🤖 AI Summary
This study investigates the performance gaps among non-adaptive, partially adaptive, and fully adaptive strategies in the stochastic knapsack problem under a risk-sensitive setting where overflow incurs total loss. Focusing on scenarios limited to a constant number of adaptive queries, the work introduces a novel three-step analytical framework—simplify, balance, and optimize—to systematically quantify partial adaptivity gaps for the first time, including those between 0–1, 1–n, and k–n levels of adaptivity. By integrating techniques from stochastic combinatorial optimization, decision tree modeling, and probabilistic analysis, the paper tightens existing bounds on classical adaptivity gaps, demonstrating that even a single adaptive query yields a significant advantage over non-adaptive approaches. The proposed framework further offers a scalable toolkit for analyzing partial adaptivity across a broad class of stochastic combinatorial optimization problems.
📝 Abstract
In stochastic combinatorial optimization, algorithms differ in their adaptivity: whether or not they query realized randomness and adapt to it. Dean et al. (FOCS'04) formalize the adaptivity gap, which compares the performance of fully adaptive policies to that of non-adaptive ones. We revisit the fundamental Stochastic Knapsack problem of Dean et al., where items have deterministic values and independent stochastic sizes. A policy packs items sequentially, stopping at the first knapsack overflow or before. We focus on the challenging risky variant, in which an overflow forfeits all accumulated value, and study the problem through the lens of semi-adaptivity: We measure the power of $k$ adaptive queries for constant $k$ through the notions of $0$-$k$ semi-adaptivity gap (the gap between $k$-semi-adaptive and non-adaptive policies), and $k$-$n$ semi-adaptivity gap (between fully adaptive and $k$-semi-adaptive policies). Our first contribution is to improve the classic results of Dean et al. by giving tighter upper and lower bounds on the adaptivity gap.

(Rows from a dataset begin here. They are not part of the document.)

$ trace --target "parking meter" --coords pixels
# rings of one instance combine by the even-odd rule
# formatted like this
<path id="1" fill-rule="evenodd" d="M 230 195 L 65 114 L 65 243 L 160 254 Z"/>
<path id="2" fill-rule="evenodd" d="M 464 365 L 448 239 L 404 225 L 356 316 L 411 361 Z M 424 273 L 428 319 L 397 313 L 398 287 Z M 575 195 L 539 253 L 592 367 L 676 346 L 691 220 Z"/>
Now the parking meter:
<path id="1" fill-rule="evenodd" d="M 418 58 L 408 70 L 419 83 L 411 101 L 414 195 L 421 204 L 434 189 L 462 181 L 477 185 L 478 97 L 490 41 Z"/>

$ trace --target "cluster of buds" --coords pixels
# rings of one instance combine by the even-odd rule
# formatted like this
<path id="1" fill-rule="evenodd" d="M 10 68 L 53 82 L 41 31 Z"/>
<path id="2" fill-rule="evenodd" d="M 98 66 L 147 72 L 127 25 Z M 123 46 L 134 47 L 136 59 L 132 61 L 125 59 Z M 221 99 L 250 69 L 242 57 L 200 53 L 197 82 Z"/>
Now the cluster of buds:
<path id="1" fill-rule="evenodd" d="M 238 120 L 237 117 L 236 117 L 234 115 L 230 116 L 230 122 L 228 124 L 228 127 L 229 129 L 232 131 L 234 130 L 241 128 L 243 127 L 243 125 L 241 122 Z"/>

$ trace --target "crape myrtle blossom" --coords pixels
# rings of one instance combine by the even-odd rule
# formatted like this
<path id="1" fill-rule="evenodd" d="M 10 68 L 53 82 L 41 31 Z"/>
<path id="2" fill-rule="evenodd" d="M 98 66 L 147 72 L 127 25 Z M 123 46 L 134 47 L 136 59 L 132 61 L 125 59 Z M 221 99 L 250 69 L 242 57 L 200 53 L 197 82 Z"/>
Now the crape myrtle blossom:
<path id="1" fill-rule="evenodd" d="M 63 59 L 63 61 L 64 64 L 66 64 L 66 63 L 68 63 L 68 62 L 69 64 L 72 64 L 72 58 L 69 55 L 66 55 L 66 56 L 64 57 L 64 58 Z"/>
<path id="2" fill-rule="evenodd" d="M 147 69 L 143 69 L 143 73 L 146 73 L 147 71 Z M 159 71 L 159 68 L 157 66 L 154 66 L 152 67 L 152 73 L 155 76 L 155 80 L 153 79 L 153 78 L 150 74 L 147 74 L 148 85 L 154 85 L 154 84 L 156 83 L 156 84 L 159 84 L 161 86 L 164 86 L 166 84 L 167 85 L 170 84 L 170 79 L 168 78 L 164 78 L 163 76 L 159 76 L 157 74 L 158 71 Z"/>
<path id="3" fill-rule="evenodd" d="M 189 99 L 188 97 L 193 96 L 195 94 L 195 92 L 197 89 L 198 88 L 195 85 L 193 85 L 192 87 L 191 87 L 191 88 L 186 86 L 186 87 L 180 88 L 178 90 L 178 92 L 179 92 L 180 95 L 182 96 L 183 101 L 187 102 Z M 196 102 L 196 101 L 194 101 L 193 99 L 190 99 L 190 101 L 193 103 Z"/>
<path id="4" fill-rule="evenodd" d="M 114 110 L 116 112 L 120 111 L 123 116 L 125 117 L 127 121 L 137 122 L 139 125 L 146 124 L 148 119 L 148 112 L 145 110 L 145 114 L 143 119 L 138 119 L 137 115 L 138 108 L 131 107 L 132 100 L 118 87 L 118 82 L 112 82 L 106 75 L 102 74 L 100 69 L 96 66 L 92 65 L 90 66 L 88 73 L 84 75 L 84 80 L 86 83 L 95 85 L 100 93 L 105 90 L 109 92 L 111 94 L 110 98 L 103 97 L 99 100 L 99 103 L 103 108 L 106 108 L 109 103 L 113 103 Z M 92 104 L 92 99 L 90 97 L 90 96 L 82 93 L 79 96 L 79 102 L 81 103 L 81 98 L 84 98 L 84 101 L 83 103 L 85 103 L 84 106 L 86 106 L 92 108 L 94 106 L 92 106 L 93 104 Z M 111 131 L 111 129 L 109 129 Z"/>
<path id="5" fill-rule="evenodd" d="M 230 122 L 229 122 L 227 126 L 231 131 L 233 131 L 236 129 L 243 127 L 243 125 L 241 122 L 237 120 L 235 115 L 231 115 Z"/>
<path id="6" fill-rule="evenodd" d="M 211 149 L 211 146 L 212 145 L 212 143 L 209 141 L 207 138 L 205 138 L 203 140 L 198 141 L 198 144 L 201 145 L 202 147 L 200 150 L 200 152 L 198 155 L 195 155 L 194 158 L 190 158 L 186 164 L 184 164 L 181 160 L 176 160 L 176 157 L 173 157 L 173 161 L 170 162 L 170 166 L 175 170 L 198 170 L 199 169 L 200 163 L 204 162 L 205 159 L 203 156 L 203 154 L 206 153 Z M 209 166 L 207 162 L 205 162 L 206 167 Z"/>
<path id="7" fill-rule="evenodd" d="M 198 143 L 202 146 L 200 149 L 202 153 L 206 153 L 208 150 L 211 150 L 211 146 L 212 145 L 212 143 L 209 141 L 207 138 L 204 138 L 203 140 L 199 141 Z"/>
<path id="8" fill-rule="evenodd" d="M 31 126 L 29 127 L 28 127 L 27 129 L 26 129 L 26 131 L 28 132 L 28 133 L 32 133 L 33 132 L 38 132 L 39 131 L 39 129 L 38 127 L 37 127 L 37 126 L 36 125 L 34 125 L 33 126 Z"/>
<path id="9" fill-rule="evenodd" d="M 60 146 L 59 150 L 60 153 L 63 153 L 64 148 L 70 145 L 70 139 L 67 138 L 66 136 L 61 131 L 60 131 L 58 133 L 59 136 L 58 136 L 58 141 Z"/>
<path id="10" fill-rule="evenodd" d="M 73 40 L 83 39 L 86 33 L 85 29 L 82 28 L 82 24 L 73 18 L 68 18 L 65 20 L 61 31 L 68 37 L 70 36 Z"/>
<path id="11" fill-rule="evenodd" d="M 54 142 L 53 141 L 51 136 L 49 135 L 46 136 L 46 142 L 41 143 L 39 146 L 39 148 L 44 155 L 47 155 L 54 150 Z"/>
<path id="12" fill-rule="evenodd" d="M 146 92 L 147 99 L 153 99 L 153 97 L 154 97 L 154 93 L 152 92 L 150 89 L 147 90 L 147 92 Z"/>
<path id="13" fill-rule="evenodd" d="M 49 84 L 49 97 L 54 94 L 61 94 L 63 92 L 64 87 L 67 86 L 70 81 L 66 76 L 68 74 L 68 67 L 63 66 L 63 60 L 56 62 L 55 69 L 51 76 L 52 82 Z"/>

Our second contribution is a smoother interpolation between non-adaptive and fully-adaptive policies, with the rationale that when full adaptivity is unrealistic (due to its complexity or query cost), limited adaptivity may be a desirable middle ground. We quantify the $1$-$n$ and $k$-$n$ semi-adaptivity gaps, showing how well $k$ queries approximate the fully-adaptive policy. We complement these bounds by quantifying the $0$-$1$ semi-adaptivity gap, i.e., the improvement from investing in a single query over no adaptivity. As part of our analysis, we develop a 3-step"Simplify-Equalize-Optimize"approach to analyzing adaptive decision trees, with possible applications to the study of semi-adaptivity in additional stochastic combinatorial optimization problems.